Managing Disk Space   «Prev  Next»
Lesson 5File archives
ObjectiveDescribe an archive.

File archives

One way of managing disk space is to create an archive. An archive is a set of files that are packaged into a single, larger file. An archive can be composed of a few files, one or more directories, or an entire directory tree. Archives are useful for making backup copies of your data. For example, you can store an archive[1] on a different computer or on removable media such as magnetic tape. An archive is easy to manage because you treat it as a single file. In addition, compressing an archive saves more space than compressing the same files individually. You may be familiar with archives in a Windows or Macintosh environment. Programs such as WinZip or pkzip create archives that end with a .zip extension. You might hear these archives referred to as zip files.
On UNIX, you create archives by using the tar command, which is short for tape archive. tar was designed for archiving data to tape. You also can use tar to archive data to a file, which is often called a tar file. Tar files typically end with a .tar extension. It is not required, but this convention lets people identify the file as an archive.
Zip files are automatically created in a compressed format, but tar files are not. If you want to compress a tar file, you must run the compress command separately.
You can use the tar command to create an archive, to list the file names in an archive, or to extract[2] files from an archive. The next three lessons describe these tasks.

How are File Archives used in Unix

File archives in Unix are used to package multiple files and directories into a single file for easy distribution or backup. The most common file archive formats in Unix are tar, gzip, and zip. The tar command is used to create a tar archive, which can then be compressed using gzip or bzip2 to create a .tar.gz or .tar.bz2 file. The zip command can be used to create a .zip archive. These archives can then be compressed or uncompressed and extracted using the appropriate commands.

Filesystem Types

Before any disk partition can be used, a filesystem must be built on it. When a filesystem is made, certain data structures are written to disk that will be used to access and organize the physical disk space into files. Table 6-5 lists the most important filesystem types available on the various systems we are considering.

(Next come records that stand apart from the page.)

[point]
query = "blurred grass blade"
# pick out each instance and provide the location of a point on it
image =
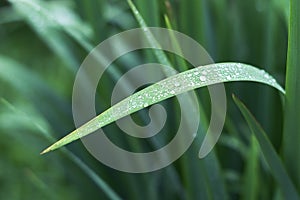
(169, 87)
(275, 164)
(47, 135)
(291, 135)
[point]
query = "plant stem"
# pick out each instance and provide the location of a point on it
(291, 139)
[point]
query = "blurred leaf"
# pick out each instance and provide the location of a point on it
(277, 168)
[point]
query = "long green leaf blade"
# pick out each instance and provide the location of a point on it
(169, 87)
(276, 167)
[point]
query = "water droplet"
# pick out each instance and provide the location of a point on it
(177, 84)
(202, 78)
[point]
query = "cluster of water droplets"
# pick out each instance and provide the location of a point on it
(189, 80)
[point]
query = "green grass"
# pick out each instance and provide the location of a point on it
(42, 46)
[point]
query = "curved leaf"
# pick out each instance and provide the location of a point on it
(169, 87)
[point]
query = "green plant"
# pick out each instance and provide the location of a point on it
(42, 46)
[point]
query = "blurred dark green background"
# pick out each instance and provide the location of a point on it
(42, 44)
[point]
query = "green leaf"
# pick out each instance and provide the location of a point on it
(169, 87)
(46, 133)
(291, 135)
(276, 167)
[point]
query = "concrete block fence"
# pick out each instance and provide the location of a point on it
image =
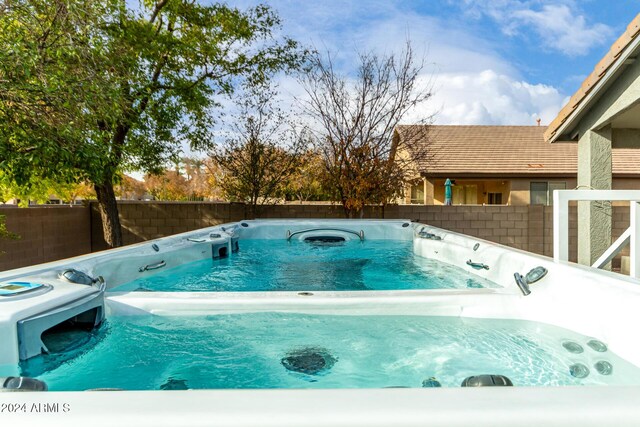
(50, 233)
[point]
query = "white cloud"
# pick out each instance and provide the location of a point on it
(558, 23)
(562, 30)
(489, 98)
(472, 82)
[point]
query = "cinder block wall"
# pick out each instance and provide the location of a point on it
(150, 220)
(47, 233)
(51, 233)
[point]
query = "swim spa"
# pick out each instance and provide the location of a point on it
(305, 314)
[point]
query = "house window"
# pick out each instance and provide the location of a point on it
(542, 192)
(495, 198)
(417, 194)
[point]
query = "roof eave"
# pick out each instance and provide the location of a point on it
(567, 126)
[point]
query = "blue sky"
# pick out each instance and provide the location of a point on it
(502, 62)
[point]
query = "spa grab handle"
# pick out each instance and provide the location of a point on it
(477, 265)
(152, 266)
(360, 234)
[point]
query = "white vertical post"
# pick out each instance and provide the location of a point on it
(634, 252)
(560, 226)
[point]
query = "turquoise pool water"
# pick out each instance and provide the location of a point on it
(254, 351)
(278, 265)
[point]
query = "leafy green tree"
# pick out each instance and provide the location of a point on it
(89, 89)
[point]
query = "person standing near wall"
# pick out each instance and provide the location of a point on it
(447, 192)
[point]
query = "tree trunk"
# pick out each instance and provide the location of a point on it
(109, 213)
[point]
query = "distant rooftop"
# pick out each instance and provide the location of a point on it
(501, 151)
(613, 55)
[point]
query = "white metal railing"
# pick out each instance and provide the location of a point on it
(561, 199)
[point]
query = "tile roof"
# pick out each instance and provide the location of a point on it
(632, 31)
(506, 150)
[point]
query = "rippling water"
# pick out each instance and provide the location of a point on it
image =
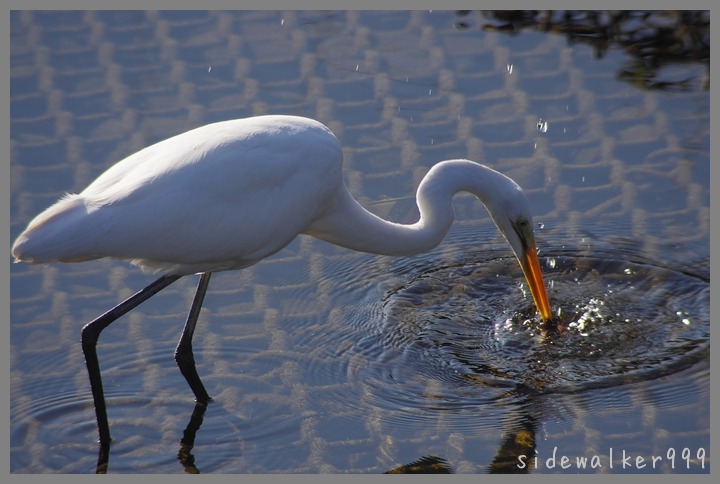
(322, 360)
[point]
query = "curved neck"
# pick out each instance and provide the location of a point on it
(348, 224)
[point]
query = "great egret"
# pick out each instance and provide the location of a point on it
(226, 195)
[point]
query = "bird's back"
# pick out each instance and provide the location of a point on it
(218, 197)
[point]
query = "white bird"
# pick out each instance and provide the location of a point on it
(226, 195)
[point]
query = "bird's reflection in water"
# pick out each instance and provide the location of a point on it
(425, 465)
(187, 442)
(185, 456)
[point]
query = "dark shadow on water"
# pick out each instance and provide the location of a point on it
(653, 40)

Important filesystem types
Table 6-5. Important filesystem types

Unix Filesystems: Moments from History
In the beginning, there was the System V filesystem, that is where we will start. This filesystem type once dominated System V–based operating systems. The superblock of standard System V filesystems contained information about currently available free space in the filesystem in addition to information about how the space in the filesystem is allocated. It held the number of
  1. free inodes and data blocks,
  2. the first 50 free inode numbers, and
  3. the addresses of the first 100 free disk blocks.
After the superblock came the inodes, followed by the data blocks. The System V filesystem was designed for storage efficiency. It generally used a small filesystem block size: 2K bytes or less. Traditionally, a block is the basic unit of disk storage;† all files consume space in multiples of the block size, and any excess space in the last block cannot be used by other files and is therefore wasted. If a filesystem has a lot of small files, a small block size minimizes waste. However, small block sizes are much less efficient when transferring large files.

System V filesystem

The System V filesystem type is obsolete at this point. It is still supported on some systems for backward compatibility purposes only. The BSD Fast File System (FFS) was designed to remedy the performance limitations of the System V filesystem. It supports filesystem block sizes of up to 64 KB. Because merely increasing the block size to this level would have had a horrendous effect on the amount of wasted space, the designers introduced a subunit to the block known as the fragment. While the block remains the I/O transfer unit, the fragment becomes the disk storage unit (although only the final chunk of a file can be a fragment). Each block may be divided into one, two, four, or eight fragments. Whatever its absolute performance status, the BSD filesystem is an unequivocal improvement over System V. For this reason, it was included in the System V.4 standard as the UFS filesystem type. This is its name on Solaris and Tru64 systems (as well as under FreeBSD). For a while, this filesystem dominated in the Unix arena.

In the next lesson, you will learn to create an archive.
[1]archive: An archive is a set of files that are packaged as a single, large file.
[2]extract: To extract files from an archive means to copy them out of an archive and onto the filesystem.